Iowa's LEO Linebacker A.J. Edds will have an opportunity to be a three-year starter in the Big Ten. Not bad for a player who came to Iowa City looking to be a tight end. Edds talks about how things have worked out thus far in his career, and what kind of advice he gives his 'younger' teammates as they head into some hostile environments.

Q: You are a sophomore, do you still feel like a part of your recruiting class, which is mostly redshirt sophomore players now?

AJ Edds: I am veteran in the fact that I have played. I have started more than just a game here and there. I did play towards the end of last year. As far as seniors in terms of leadership and being in charge, I am not as far along in that stage, but as far as playing, I shouldn't be making rookie mistakes.

Q: Last week was the first time for a lot of your teammates in a hostile environment. You played a lot vs Michigan last year, how do you communicate what that is like?

Edds: Just imagine playing in Kinnick with all those fans being against you. A lot of rowdy fans that are into the game, like at Wisconsin. They are like the fans here. They live for it. I tell the guys that have not seen it, to imagine an opposing team coming here.

Q: Did Wisconsin recruit you?

Edds: They did, not real heavily, but they did initially, but I went a different direction.

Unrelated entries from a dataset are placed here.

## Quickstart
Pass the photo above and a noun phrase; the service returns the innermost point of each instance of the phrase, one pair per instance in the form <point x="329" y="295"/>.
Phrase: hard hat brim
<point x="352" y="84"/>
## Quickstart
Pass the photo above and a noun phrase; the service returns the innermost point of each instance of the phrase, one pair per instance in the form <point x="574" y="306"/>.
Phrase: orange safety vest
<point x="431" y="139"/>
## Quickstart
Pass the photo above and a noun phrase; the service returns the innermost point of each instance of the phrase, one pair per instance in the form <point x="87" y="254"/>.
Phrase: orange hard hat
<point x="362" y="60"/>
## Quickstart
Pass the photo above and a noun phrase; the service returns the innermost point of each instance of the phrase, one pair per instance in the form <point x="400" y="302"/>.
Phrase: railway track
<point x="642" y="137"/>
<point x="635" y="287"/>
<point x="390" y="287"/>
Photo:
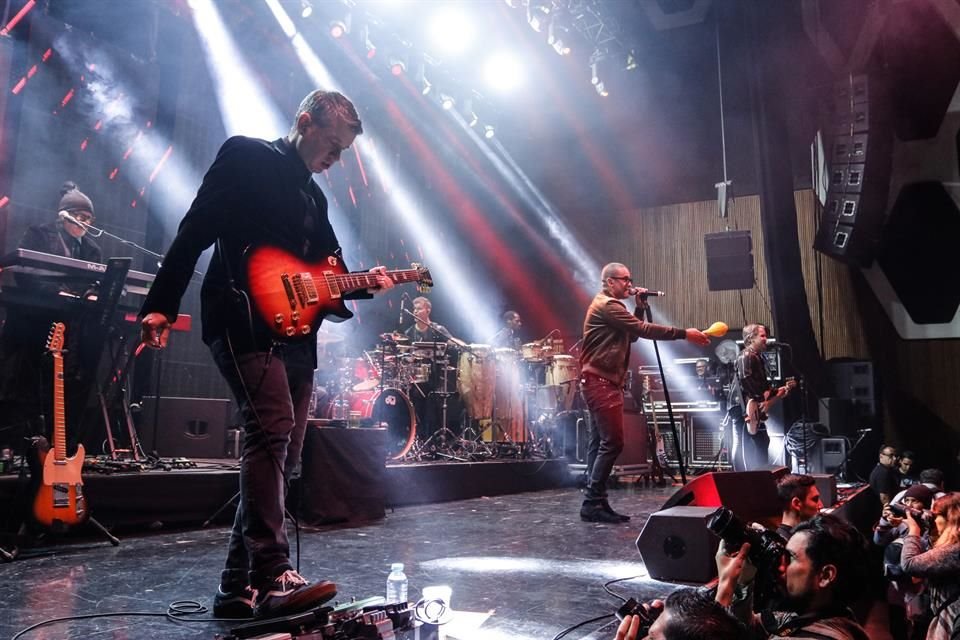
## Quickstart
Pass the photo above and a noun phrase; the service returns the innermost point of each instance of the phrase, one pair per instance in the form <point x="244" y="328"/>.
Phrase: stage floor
<point x="523" y="564"/>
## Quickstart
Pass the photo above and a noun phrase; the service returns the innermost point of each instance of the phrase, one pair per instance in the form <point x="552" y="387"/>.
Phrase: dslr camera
<point x="924" y="518"/>
<point x="767" y="550"/>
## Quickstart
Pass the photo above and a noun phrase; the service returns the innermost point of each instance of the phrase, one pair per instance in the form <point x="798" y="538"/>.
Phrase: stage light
<point x="502" y="72"/>
<point x="537" y="13"/>
<point x="340" y="27"/>
<point x="451" y="30"/>
<point x="558" y="38"/>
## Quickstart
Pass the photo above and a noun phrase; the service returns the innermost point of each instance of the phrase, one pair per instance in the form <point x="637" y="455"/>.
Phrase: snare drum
<point x="476" y="375"/>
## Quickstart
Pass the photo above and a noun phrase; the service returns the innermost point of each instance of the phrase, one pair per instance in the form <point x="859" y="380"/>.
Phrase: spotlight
<point x="537" y="13"/>
<point x="339" y="27"/>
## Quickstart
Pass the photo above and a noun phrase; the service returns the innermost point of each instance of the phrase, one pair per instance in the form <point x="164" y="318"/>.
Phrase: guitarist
<point x="750" y="383"/>
<point x="259" y="193"/>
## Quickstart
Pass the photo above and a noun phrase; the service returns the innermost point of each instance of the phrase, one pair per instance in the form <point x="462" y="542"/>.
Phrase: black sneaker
<point x="596" y="513"/>
<point x="606" y="507"/>
<point x="234" y="603"/>
<point x="291" y="593"/>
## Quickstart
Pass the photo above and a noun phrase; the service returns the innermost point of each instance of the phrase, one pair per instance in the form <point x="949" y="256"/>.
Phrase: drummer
<point x="509" y="334"/>
<point x="422" y="331"/>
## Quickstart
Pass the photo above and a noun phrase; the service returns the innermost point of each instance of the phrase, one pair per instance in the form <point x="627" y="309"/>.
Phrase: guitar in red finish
<point x="292" y="296"/>
<point x="59" y="500"/>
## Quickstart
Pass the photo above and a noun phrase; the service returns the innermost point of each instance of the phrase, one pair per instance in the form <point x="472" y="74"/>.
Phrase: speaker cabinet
<point x="676" y="545"/>
<point x="186" y="427"/>
<point x="729" y="260"/>
<point x="859" y="172"/>
<point x="752" y="495"/>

Q: Did you ever visit there?

Edds: No, that is the only Big Ten place that I have never been. It will be my first experience there. I have seen it on TV, so I know what it's like, but at the same time it will be new.

Q: During your recruitment, Iowa told you would get a shot at tight end, and you said that helped sway you to Iowa. Now, you may become a three year starter at linebacker. Does this surprise you how turned out?

Edds: Not necessarily. I knew I would come in as a tight end. Then there were some guys banged up on defense. I was fortunate to get playing time last year to get ready, and this spring talking with the coaches, I would have a chance to be successful on defense. It was in my hands. It is a great opportunity for me to play on a great defense, with some great people. Hopefully at the end of the year we are saying the same thing.

Q: Most of the defense played 70 snaps last week. Is that hard?

Edds: Not so much. At the end of the game, none of us were gassed to where we were dying. We knew it would be a four quarter game, and it came down to the last play of the game. It's not like we are huffing and puffing. We just knew it would be a long game, and it was that. We were ready for that.

Q: Norm sent a lot of one and two LB blitzes on Saturday; what is your goal there, to get inside, outside, fight through a fullback?

Edds: It depends. You take what they give you. It depends on the back, where the blocking scheme is. You have to play off the quarterback or whoever has the ball. You are looking to make a play, not thinking about what you want to do.

Q: In terms of that technique, did you execute the way you had hoped?

Edds: For the most part. What we needed to get done, we did. There were some situations where we didn't, but for the most part, when we came, we got pressure on the quarterback, we had a few balls knocked down, we hurried him a little bit. That is the point when you bring people. You look at the play towards the end of the game, it was a perfect play. You have to credit them, they made a great play there.

Q: How was Mike Klinkenborg after that play late in the game where he was guarding Phillip Bates?

Edds: He is a mature guy, it's not his first rodeo. He knows what he is doing. He will play the next play, that is how the whole defense is. You have to do that, good bad or indifferent. If you just sacked someone, or got gashed for a 20 yard run, you have to let it go and move onto the next play.